Manages and responsible for successful delivery of large scale data structures and Pipelines and efficient Extract/Load/Transform (ETL) workflows. Acts as the data engineering team lead for large and complex projects involving multiple resources and tasks, providing individual mentoring in support of company objectives.
Designs and develops complex and large scale data structures and pipelines to organize, collect and standardize data to generate insights and addresses reporting needs. Writes complex ETL (Extract / Transform / Load) processes, designs database systems and develops tools for real-time and offline analytic processing. Develop frameworks, standards & reference material for architecture and associated products. Designs data marts and data models to support Data Science and other internal customers. Behaves as mentor to junior team members to provide technical advice. Applies knowledge of Aetna systems and products to consult and advise on additional efforts across multiple domains spanning broader enterprise. Collaborates with data science team to transform data and integrate algorithms and models into highly available, production systems. Uses in-depth knowledge on Hadoop architecture, HDFS commands and experience designing & optimizing queries to build scalable, modular, and efficient data pipelines. Uses advanced programming skills in Python, Java or any of the major languages to build robust data pipelines and dynamic systems. Integrates data from a variety of sources, assuring that they adhere to data quality and accessibility standards. Experiments with available tools and advises on new tools in order to determine optimal solution given the requirements dictated by the model/use case.
Strong collaboration and communication skills within and across teams.
Ability to communicate technical ideas and results to non-technical clients in written and verbal form.
Proven ability to create innovative solutions to highly complex technical problems.
Ability to leverage multiple tools and programming languages to analyze and manipulate large data sets from disparate data sources.
Ability to understand and build complex systems and solve challenging analytical problems.
Advanced knowledge in Java, Python, Hive, Cassandra, Pig, MySQL or NoSQL or similar.
Advanced knowledge in Hadoop architecture, HDFS commands and experience designing & optimizing queries against data in the HDFS environment.
Experience building and implementing data transformation and processing solutions.
Has in-depth knowledge of large scale search applications and building high volume data pipelines.
Experience with bash shell scripts, UNIX utilities & UNIX Commands.
7 or more years of progressively complex related experience.
Masters degree or PhD preferred.
Bachelor's degree or equivalent work experience in Computer Science, Engineering, Machine Learning, or related discipline.

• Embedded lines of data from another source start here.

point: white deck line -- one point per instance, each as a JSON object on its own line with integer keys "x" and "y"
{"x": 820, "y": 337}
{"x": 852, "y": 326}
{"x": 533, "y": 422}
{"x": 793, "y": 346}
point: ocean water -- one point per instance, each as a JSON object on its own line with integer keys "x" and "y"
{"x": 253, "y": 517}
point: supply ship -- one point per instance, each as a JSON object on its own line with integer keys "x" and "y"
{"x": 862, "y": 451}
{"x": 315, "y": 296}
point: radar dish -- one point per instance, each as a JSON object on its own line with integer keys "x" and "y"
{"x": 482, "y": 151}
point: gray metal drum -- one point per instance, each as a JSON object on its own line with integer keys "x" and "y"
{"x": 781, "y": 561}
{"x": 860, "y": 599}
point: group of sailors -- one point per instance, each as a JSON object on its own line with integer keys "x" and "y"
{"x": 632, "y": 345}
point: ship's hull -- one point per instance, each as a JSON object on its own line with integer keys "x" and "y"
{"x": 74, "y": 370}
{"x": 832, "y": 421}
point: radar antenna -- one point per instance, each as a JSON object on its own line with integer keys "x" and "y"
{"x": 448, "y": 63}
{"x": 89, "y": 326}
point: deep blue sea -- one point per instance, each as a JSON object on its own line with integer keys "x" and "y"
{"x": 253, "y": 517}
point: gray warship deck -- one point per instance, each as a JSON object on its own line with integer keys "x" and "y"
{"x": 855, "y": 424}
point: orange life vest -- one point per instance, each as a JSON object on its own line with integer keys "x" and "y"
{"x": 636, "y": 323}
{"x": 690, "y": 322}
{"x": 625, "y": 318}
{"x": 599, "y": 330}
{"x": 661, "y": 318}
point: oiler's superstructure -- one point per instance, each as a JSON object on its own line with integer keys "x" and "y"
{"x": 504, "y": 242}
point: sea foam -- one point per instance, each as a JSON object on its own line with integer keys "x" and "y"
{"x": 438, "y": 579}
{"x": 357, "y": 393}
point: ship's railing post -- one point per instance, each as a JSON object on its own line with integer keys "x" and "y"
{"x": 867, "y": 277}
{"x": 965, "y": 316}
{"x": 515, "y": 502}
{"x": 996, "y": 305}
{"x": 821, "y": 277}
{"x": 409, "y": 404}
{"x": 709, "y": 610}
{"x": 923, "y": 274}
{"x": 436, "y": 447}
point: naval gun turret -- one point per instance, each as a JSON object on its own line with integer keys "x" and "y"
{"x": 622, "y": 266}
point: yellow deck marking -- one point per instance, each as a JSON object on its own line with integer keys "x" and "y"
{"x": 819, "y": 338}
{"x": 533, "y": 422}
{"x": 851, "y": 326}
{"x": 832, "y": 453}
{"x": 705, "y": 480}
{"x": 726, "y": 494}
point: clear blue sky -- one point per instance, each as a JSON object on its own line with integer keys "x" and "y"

At CVS Health, we are joined in a common purpose: helping people on their path to better health. We are working to transform health care through innovations that make quality care more accessible, easier to use, less expensive and patient-focused. Working together and organizing around the individual, we are pioneering a new approach to total health that puts people at the heart.
We strive to promote and sustain a culture of diversity, inclusion and belonging every day. CVS Health is an equal opportunity and affirmative action employer. We do not discriminate in recruiting, hiring or promotion based on race, ethnicity, sex/gender, sexual orientation, gender identity or expression, age, disability or protected veteran status or on any other basis or characteristic prohibited by applicable federal, state, or local law. We proudly support and encourage people with military experience (active, veterans, reservists and National Guard) as well as military spouses to apply for CVS Health job opportunities.